In your application startup, simply execute the following code:


Dim databaseHealthCheck As New DatabasHealthCheck()


databaseHealthCheck.VerifyDatabaseExists(My.Settings.LocalConnectionString)


So, now you’ve got an easy way to create your initial database, or alter an existing database as part of your app.  As always, I love to get your feedback and thoughts,


Steve


Comments (66)

  1. Aaron says:

    yeah, but does that really differ then the tack you would take for deploying any other sql flavor?

  2. Steve Lasker says:

    Hi Aaron, I was just focusing on the simplicity of checking and creating the datafile.  You’re correct.  Once the database is verified and created, there isn’t much difference.  

    Steve

  3. I was just reading a post by Steve Lasker in which he describes how you can create a SQL Server Compact

  4. Ed says:

    Steve,

    I went through the same issue prior to our mobile app being released late last year and pretty much did the same thing (although we relied on updating clients from a .net DataTable schema pushed down via web services).
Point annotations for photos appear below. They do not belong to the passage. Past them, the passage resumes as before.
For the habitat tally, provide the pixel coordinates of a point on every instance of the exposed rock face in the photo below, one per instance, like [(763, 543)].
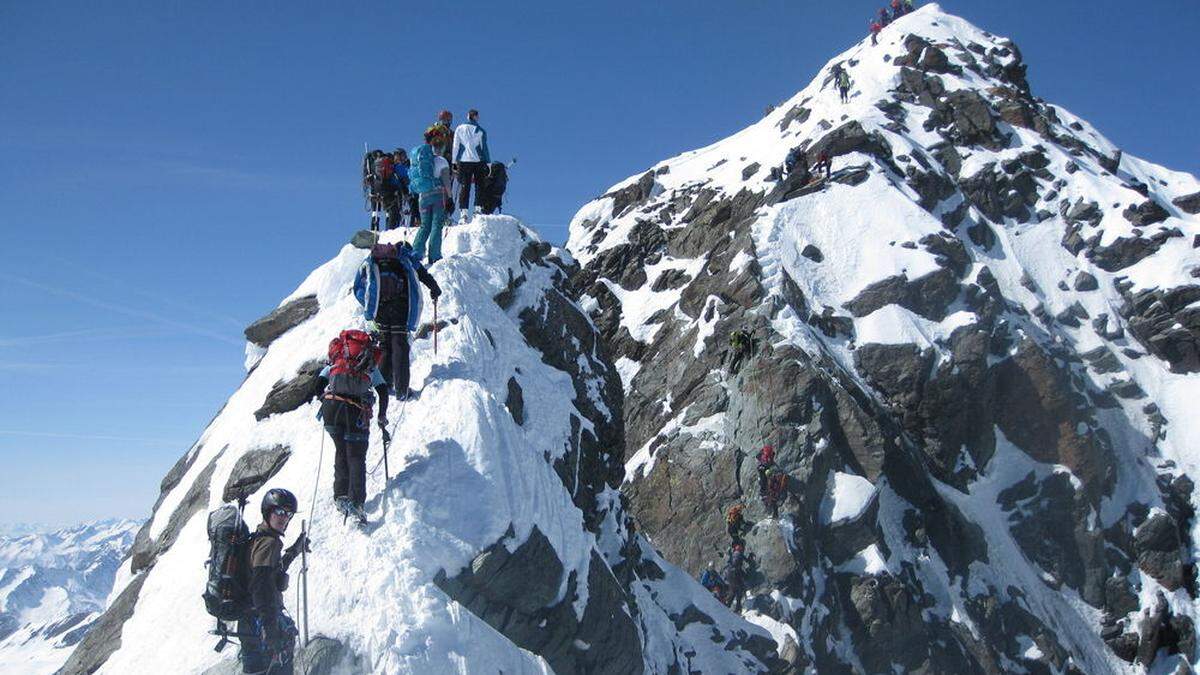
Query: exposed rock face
[(973, 386), (283, 318), (289, 394), (515, 593)]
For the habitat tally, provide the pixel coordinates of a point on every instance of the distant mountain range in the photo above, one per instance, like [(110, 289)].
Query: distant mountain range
[(53, 584)]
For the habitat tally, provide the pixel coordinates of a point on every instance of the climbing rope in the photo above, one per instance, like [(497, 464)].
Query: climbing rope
[(391, 434)]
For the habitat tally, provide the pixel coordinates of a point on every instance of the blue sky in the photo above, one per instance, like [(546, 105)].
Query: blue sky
[(169, 171)]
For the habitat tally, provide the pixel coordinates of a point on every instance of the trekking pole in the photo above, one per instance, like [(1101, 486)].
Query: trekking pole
[(304, 579)]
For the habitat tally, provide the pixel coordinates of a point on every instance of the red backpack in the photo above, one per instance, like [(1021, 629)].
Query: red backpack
[(767, 454), (352, 356)]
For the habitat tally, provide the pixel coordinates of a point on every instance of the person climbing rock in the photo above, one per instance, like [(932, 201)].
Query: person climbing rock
[(797, 165), (471, 159), (736, 525), (445, 120), (348, 387), (711, 580), (429, 177), (402, 199), (767, 469), (843, 84), (741, 346), (825, 163), (735, 577), (267, 634), (387, 288)]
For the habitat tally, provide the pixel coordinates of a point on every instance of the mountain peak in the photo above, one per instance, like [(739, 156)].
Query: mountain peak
[(987, 312)]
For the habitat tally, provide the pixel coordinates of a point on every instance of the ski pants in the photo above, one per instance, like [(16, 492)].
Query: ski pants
[(256, 653), (349, 426), (433, 215), (471, 173), (395, 358)]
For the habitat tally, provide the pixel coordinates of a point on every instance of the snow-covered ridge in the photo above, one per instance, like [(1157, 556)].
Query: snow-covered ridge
[(975, 347), (507, 455)]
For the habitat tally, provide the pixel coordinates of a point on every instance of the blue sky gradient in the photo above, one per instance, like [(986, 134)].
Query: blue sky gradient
[(171, 171)]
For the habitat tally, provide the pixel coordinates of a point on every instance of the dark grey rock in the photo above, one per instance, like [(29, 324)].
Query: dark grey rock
[(1147, 213), (1085, 282), (1159, 550), (253, 470), (289, 394), (514, 593), (286, 317), (515, 401), (1188, 203)]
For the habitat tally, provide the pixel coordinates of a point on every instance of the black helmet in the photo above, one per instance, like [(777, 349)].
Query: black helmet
[(279, 497)]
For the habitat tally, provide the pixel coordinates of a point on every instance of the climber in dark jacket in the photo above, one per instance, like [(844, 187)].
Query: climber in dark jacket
[(735, 577), (267, 634), (387, 288)]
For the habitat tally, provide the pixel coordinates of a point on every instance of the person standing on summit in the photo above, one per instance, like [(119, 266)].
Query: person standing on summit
[(471, 160), (429, 178)]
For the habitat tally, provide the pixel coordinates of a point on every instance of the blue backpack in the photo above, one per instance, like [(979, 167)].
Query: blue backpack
[(420, 172)]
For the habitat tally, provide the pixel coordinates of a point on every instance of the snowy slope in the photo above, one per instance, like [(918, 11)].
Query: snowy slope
[(501, 458), (52, 586), (977, 347)]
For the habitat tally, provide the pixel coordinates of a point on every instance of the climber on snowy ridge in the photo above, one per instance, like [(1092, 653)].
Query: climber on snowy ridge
[(471, 161), (387, 288), (345, 388), (429, 177)]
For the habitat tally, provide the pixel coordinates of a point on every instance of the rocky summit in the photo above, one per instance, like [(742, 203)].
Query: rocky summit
[(975, 347)]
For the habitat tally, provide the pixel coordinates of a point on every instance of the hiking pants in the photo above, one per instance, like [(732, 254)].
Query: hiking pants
[(256, 657), (394, 366), (349, 426), (433, 215), (471, 173)]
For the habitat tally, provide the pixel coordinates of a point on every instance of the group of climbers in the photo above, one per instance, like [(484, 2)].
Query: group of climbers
[(415, 187), (364, 370), (730, 584), (899, 9)]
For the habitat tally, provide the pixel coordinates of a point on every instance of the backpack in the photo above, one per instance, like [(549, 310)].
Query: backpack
[(227, 592), (777, 484), (393, 275), (767, 454), (735, 514), (420, 171), (352, 356)]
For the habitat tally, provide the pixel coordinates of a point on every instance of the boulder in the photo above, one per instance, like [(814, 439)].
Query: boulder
[(1188, 203), (1159, 550), (289, 394), (1085, 282), (1147, 213), (253, 470), (286, 317)]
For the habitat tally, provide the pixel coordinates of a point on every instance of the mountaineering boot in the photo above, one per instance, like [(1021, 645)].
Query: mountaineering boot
[(355, 513)]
    Anyway just a short tip for everyone that may help. Note that data types aren’t identical for SQL Server and Compact, (i.e. DECIMAL is NUMERIC in Compact), so if the sql script works perfectly for all other editions of SQL, and mysteriously doesn’t for Compact, it’s likely a data type issue.

    Hope this helps…

    Ed

  5. Steve Lasker says:

    Hi Ed,

    Yes, there are a subset of datatypes on Compact.  XML maps to nText, VarChar maps to nVarChar, etc.  Eventually, I’d really like raise the bar all together and just work with String, Int, Bool, but that’s a bit out.  

    Steve

  6. Cameron says:

    Hi Steve,

    Thanks for the post it works beautifully. I work in c# so I had to port it over, but other than that it gives me peace of mind and I don’t have to worry about clickonce data files now that the db is a simple resource of my .dll

    Thanks again,

    -Cameron

  7. jjcorra says:

    I tried to follow your example, but at the engine.CreateDatabase() I get the error:

    "The file name is not valid. Check the file name for the database. [ File name = |DataDirectory|MyDbFile.sdf ]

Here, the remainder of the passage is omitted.